I can not export from PyTorch to ONNX using the upsample operator with torch version 1.3.1,
onnx version 1.5.0.

MINIMUM CODE TO REPRODUCE:

import torch
import torch.nn as nn
import torch.nn.functional as F
import onnx

print(torch.__version__)
print(onnx.__version__)


class TestModel(nn.Module):
    def __init__(self):
        super(TestModel, self).__init__()

    def forward(self, x):
        x = F.interpolate(x, scale_factor=2, mode='nearest')
        return x


torch_model = TestModel()
dummy_input = torch.randn(1, 3, 256, 256)

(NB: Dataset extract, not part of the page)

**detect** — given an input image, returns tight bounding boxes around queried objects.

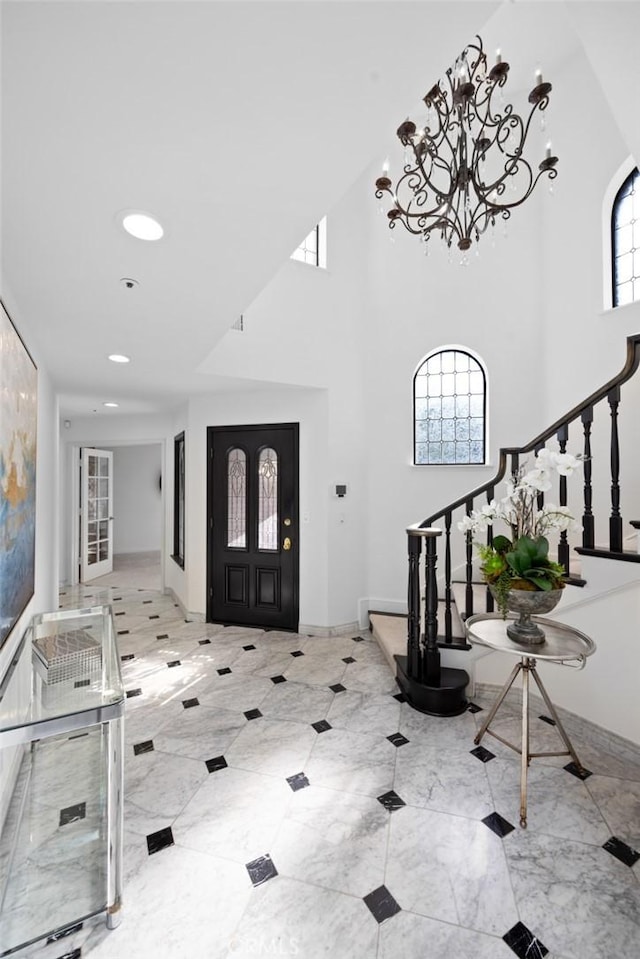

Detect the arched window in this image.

torch_out = torch.onnx.export(torch_model, dummy_input, 'model.onnx', verbose=True, opset_version=11)

onnx_model = onnx.load('model.onnx')
print(onnx_model)
onnx.checker.check_model(onnx_model)

Produces the following error:

Traceback (most recent call last):
  File "/Users/glennjocher/PycharmProjects/iD/upsample_error_reproduce.py", line 26, in <module>
    onnx.checker.check_model(onnx_model)
  File "/Users/glennjocher/.conda/envs/yolov3/lib/python3.7/site-packages/onnx/checker.py", line 86, in check_model
    C.check_model(model.SerializeToString())
onnx.onnx_cpp2py_export.checker.ValidationError: Node () has input size 4 not in range [min=2, max=2].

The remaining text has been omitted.